I played in an era where there were eighteen players, with a 19th and a 20th man there as replacements; once on the field they could not be replaced. And if a third player was injured, too bad – if he could stand, just leave him in the forward pocket. The game was slower; I was once reprimanded for handballing rather than kicking. Infringements were more clearly defined yet did not prevent concussion and nobody counted every knock to the head as a cumulative contributing factor.

One of the other causes of longevity in football, apart from the money and the professional nature of the sport, has been the advance in orthopaedic procedures, which have extended the careers of many footballers.

This concern for concussion is strange in a world which tolerates women boxing in the name of some misguided gender equality, the popularity of cage fighting for both men and women, and even the tolerance of horses being whipped repeatedly in what laughingly is termed “sport”.

That there is this exaggerated concern for concussion, where the “ambulance-chasing” lawyers are panting for the pot of gold for which the Australian Football League fears it will be liable.
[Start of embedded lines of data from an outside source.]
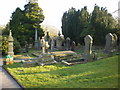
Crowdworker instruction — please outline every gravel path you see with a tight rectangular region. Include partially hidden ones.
[0,61,21,90]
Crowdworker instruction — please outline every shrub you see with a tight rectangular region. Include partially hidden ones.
[13,38,21,54]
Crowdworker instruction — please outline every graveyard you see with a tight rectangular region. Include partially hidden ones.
[0,0,120,89]
[3,29,119,88]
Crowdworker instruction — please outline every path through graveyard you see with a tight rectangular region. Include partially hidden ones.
[0,60,20,89]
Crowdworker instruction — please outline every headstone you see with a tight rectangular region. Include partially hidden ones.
[71,41,76,51]
[38,37,41,50]
[56,32,63,49]
[35,28,38,49]
[8,30,14,56]
[113,33,118,47]
[25,41,28,53]
[105,33,114,53]
[84,35,93,60]
[66,37,70,50]
[51,39,55,51]
[45,31,50,42]
[45,41,50,53]
[41,37,46,54]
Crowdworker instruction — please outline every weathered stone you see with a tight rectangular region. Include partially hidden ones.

The actual footballer on the road to dementia is just the currency.

Mouse Whisper

She was watching TV when that mathematical genius, the current Head of the Federal Police said that “you will see that hundred percent increase on zero”.

As she opined, “the more the braid, the less the brain.”

Something in that. My cousin Noughty used the same formula and wondered why he never had any pinkies when he was exhorted to go out and multiply.

Anyway, don’t have that genius define a logarithm. He’ll probably produce a pair of clapsticks.